CELL MECHANISM
The new study provides insight into how a critical mitochondrial enzyme, transhydrogenase (TH), works in a process that is key to maintaining healthy cells. Josephine Leung, courtesy of the Stout lab, The Scripps Research Institute.

Scientists are a step closer to understanding an ancient, evolutionary enzyme that is key to maintaining healthy cells and has been linked to diseases such as diabetes and cancer.

Biologists at The Scripps Research Institute (TSRI) were able to form crystals and determine the structure of TH, a metabolic enzyme produced in most forms of life on Earth.

The enzyme nicotinamide nucleotide transhydrogenase (TH) is found throughout the animal kingdom as well as in plants and many simpler species.

In humans and other higher organisms, it works within the mitochondria, the energy powerhouses of the cells.

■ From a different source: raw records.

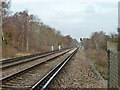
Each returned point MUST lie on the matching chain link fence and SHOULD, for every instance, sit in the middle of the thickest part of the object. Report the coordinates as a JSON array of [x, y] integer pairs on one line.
[[113, 77]]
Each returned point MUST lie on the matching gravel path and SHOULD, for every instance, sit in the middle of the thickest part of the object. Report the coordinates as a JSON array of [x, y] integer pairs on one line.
[[77, 74]]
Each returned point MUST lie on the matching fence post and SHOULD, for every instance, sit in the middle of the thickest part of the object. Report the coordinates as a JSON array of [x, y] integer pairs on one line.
[[119, 56], [119, 43], [108, 52]]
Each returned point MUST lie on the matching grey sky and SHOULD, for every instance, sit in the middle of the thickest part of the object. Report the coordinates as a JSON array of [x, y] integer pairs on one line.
[[78, 18]]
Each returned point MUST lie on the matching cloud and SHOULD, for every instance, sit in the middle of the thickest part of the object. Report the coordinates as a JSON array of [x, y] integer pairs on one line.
[[79, 18], [90, 9], [61, 1]]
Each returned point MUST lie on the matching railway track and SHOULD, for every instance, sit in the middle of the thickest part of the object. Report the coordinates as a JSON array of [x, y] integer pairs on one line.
[[46, 70], [12, 63], [23, 64]]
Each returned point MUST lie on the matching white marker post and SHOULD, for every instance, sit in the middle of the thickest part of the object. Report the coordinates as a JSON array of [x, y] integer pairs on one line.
[[59, 47], [119, 43]]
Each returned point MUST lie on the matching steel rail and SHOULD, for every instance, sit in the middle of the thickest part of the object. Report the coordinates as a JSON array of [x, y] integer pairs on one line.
[[31, 59], [12, 76], [28, 56], [46, 80]]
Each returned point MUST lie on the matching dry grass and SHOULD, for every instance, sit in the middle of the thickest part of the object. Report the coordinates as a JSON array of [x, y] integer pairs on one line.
[[100, 60]]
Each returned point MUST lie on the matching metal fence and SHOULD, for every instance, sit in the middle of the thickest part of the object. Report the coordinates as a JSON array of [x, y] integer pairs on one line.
[[113, 70]]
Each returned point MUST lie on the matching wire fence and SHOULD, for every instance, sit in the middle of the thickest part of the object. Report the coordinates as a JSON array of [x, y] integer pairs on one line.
[[113, 70]]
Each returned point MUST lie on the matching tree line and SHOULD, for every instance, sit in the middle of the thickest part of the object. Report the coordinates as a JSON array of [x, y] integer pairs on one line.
[[98, 40], [24, 32]]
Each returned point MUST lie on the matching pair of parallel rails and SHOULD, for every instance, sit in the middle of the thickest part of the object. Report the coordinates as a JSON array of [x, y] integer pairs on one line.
[[46, 80]]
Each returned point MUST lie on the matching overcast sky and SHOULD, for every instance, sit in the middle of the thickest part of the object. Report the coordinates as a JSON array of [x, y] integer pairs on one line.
[[78, 18]]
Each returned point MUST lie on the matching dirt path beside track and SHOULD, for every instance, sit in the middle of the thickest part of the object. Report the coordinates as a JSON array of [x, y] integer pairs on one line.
[[77, 74]]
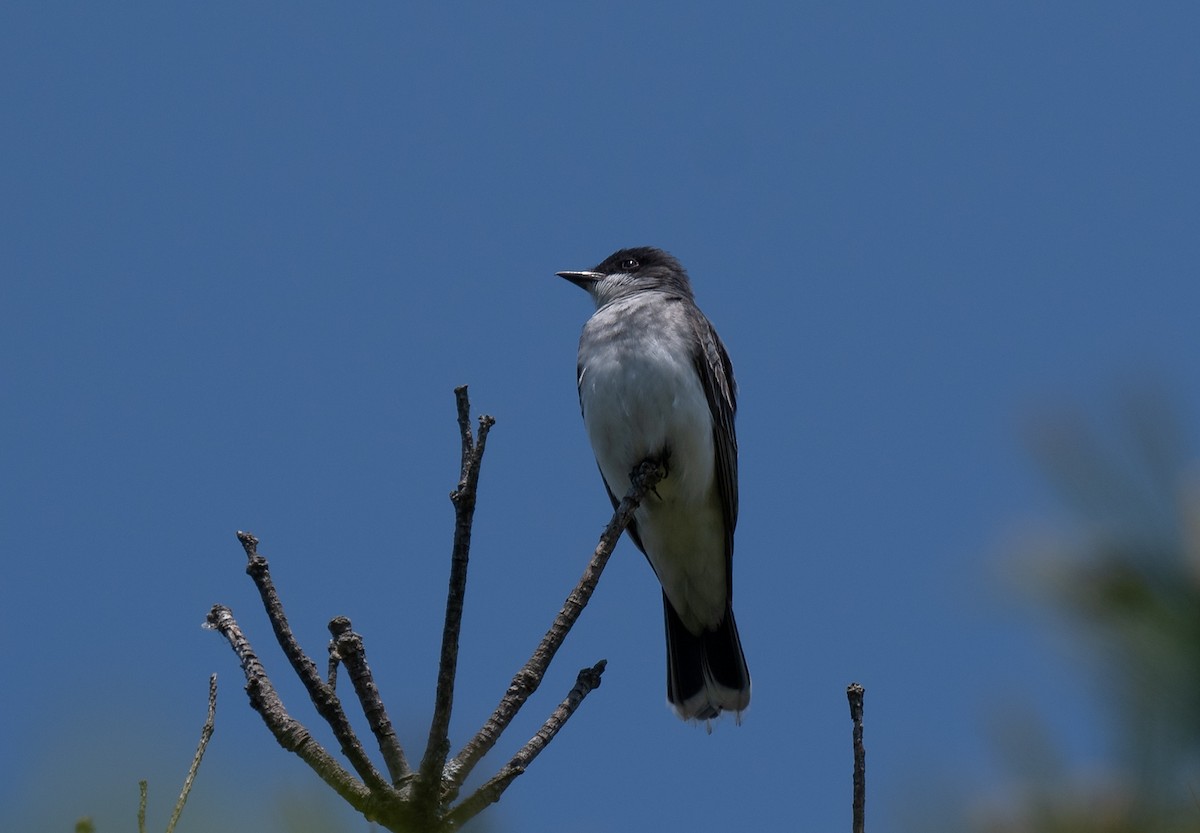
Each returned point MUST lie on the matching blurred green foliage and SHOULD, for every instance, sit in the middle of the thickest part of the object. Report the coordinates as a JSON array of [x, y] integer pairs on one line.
[[1126, 576]]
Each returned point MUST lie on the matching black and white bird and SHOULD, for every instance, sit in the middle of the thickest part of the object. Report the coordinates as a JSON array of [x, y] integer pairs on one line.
[[657, 383]]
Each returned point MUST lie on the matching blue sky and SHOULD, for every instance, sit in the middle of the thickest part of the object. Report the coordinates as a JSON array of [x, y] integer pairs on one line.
[[247, 253]]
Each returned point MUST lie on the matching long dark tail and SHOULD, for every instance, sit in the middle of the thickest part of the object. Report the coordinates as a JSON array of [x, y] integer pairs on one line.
[[707, 673]]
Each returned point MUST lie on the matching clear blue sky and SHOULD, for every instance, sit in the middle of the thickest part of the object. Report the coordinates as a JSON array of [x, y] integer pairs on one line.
[[246, 255]]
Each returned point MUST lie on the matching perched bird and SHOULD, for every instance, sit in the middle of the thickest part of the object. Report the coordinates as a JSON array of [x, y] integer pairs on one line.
[[655, 383]]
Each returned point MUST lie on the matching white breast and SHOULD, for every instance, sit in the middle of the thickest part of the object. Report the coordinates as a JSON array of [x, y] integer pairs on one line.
[[641, 397]]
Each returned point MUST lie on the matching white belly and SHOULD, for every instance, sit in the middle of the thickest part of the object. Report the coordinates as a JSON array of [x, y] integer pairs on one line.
[[647, 402]]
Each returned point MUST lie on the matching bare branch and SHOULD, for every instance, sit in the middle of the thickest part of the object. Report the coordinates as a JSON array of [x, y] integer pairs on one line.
[[463, 498], [353, 655], [491, 791], [205, 735], [323, 697], [855, 694], [288, 732], [527, 679], [143, 796]]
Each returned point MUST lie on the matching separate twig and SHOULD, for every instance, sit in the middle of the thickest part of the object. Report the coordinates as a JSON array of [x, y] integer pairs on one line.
[[323, 697], [143, 796], [438, 747], [491, 791], [855, 694], [205, 735], [527, 679], [348, 647]]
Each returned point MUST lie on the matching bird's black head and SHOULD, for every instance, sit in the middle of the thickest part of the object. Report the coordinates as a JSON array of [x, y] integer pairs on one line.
[[628, 271]]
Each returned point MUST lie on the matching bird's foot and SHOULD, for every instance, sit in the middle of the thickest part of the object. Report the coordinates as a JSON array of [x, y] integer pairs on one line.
[[652, 471]]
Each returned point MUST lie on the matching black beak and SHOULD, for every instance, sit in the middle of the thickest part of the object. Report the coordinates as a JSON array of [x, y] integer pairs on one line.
[[582, 280]]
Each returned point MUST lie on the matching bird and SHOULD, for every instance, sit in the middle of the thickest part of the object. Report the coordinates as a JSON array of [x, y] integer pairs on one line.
[[655, 383]]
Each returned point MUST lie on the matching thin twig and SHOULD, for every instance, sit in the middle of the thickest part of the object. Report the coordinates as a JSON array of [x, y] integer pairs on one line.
[[205, 735], [288, 732], [143, 797], [855, 694], [322, 695], [491, 791], [527, 679], [463, 497], [353, 655]]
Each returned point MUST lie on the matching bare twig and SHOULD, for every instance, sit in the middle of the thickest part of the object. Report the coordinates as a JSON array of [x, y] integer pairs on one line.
[[491, 791], [322, 695], [205, 735], [143, 796], [855, 694], [527, 679], [353, 655], [420, 801], [463, 497], [288, 732]]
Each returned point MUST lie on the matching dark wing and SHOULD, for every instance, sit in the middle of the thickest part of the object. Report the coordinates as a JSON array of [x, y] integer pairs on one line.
[[717, 378]]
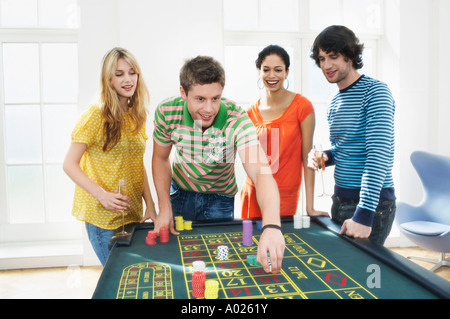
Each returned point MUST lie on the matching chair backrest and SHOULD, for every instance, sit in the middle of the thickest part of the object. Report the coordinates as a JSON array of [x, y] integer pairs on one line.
[[434, 172]]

The enzyme works to regulate a proton transit process leading to the production of a compound NADPH that defuses free radicals and keep cells healthy.

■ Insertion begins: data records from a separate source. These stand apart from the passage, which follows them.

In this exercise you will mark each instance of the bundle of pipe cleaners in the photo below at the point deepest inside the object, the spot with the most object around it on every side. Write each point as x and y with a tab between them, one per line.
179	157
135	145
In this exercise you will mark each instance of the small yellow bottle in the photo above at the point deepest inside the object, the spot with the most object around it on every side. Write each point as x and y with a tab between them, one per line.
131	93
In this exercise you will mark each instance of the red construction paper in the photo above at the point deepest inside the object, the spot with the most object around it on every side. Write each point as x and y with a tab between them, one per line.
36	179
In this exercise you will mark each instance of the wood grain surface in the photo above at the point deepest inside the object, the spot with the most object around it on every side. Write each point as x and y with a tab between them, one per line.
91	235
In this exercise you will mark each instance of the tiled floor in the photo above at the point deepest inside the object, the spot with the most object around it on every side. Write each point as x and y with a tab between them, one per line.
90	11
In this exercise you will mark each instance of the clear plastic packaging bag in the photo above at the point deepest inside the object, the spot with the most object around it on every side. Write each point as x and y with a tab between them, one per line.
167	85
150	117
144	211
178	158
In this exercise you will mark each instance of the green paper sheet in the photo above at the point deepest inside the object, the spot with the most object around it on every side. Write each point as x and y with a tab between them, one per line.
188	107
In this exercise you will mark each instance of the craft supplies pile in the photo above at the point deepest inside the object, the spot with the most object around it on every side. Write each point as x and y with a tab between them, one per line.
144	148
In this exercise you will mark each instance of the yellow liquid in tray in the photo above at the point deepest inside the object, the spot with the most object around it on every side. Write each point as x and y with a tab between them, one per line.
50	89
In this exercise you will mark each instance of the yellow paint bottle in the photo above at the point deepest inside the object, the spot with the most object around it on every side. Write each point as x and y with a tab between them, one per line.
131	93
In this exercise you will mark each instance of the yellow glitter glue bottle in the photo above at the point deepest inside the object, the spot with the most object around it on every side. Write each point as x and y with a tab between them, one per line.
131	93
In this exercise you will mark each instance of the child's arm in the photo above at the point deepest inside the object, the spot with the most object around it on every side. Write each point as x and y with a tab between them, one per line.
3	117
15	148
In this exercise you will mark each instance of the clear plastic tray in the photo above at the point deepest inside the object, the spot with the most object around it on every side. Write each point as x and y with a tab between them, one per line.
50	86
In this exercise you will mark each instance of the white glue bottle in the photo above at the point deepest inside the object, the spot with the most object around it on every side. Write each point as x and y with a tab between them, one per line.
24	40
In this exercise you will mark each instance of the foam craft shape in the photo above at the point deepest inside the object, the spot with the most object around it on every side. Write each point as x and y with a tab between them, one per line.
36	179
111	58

Given its loose structure, it has been difficult to pin down the enzyme in full and how it assembles from the various parts existing across the membrane.

The team was able for the first time to form crystals of the TH transmembrane portion and use X-ray
crystallography to determine its structure to a high atomic resolution.

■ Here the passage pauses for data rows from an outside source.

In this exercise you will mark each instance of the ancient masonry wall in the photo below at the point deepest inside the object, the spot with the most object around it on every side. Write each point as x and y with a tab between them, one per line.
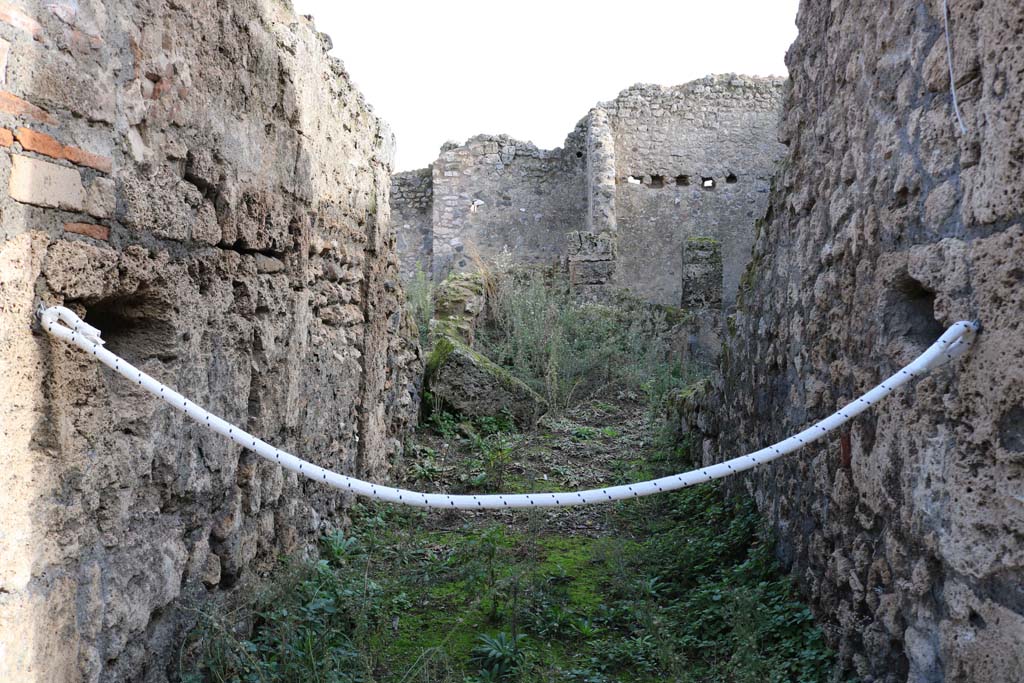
506	199
412	215
704	155
203	182
885	225
636	179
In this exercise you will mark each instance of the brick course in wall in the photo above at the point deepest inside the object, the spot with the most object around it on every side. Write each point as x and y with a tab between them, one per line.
203	182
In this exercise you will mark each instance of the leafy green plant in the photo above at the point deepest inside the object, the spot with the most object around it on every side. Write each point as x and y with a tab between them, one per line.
443	423
499	655
570	350
420	300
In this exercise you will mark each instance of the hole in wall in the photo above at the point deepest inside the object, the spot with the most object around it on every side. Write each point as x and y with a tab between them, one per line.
909	312
134	326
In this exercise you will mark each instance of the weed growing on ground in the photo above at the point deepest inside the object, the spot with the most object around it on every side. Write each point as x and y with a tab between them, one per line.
569	350
686	590
420	300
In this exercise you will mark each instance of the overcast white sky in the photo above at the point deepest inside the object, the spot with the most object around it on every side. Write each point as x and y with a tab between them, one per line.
440	71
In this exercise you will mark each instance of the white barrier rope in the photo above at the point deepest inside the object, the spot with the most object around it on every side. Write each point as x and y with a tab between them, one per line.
954	342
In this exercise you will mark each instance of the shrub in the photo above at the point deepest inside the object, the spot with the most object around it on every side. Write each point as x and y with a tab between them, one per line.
569	350
420	299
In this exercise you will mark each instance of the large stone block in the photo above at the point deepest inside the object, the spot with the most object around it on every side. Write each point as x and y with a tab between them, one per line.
470	384
42	183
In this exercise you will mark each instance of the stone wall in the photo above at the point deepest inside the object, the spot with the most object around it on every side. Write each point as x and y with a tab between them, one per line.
636	178
885	225
412	215
704	154
506	199
203	182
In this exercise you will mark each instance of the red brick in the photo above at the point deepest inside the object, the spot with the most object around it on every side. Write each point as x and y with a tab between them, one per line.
17	18
14	104
46	144
89	229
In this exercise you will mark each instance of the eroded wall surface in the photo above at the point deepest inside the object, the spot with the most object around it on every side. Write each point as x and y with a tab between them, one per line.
704	154
885	225
637	177
505	199
412	216
203	182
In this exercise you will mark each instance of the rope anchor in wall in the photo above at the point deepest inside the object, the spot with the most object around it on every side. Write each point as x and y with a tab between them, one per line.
64	324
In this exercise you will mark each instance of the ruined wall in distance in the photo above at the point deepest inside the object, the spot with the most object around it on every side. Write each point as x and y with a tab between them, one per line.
506	199
885	225
700	157
201	181
412	216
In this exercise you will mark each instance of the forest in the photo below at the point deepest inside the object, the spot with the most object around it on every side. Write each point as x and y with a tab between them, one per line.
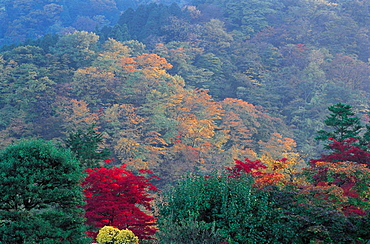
214	116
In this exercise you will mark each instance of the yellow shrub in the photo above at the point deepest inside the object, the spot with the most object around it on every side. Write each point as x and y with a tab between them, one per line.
112	235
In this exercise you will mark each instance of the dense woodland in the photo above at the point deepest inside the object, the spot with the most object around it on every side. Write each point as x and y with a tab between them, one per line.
187	87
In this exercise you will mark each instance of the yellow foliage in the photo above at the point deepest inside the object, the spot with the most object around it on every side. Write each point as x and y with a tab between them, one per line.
111	235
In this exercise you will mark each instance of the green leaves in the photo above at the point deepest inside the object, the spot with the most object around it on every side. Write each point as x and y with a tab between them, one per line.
40	195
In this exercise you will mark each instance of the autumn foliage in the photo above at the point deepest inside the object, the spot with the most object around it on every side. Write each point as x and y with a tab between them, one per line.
116	197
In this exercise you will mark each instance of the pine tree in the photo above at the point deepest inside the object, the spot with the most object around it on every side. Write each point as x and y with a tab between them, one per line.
40	195
343	123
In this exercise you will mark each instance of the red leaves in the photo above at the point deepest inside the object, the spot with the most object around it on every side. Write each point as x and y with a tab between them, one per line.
346	150
116	197
109	160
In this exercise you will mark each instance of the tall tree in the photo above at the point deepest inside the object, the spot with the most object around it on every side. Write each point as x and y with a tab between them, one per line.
40	195
86	144
116	197
343	123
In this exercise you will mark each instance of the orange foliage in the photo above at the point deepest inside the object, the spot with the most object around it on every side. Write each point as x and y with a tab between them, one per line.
151	65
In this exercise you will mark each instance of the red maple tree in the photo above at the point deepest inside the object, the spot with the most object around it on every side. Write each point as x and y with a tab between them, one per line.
117	197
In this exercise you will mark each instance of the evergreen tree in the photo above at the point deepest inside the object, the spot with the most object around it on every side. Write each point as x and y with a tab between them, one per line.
85	145
40	195
343	123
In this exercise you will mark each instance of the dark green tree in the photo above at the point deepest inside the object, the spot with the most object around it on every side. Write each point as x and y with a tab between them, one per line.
40	195
343	124
217	209
85	145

The team also was able to grow crystals of the whole TH enzyme.

The electron microscopy data confirmed that TH naturally exists as a two identical copies bound together.

These side-by-side structures are highly flexible and always have different orientations.

"Our most striking finding was that the two domain III structures are not symmetric—one of them faces up while the other faces down," said Josephine H Leung, a graduate student in the Stout laboratory who was lead author of the study.

One of the structures is oriented to catalyse the production of NADPH, while the other turned to the membrane facilitates transit of protons (charged hydrogen atoms) back into the mitichondria, the researchers surmise.

The structural model also suggests that with each proton transit, the two structures flip and switch their functions.

While more work remains to be done to determine TH's precise structure and mechanism, the findings are a big step toward understanding the intricate molecular mechanism of the enzyme.

The work has been published in Science.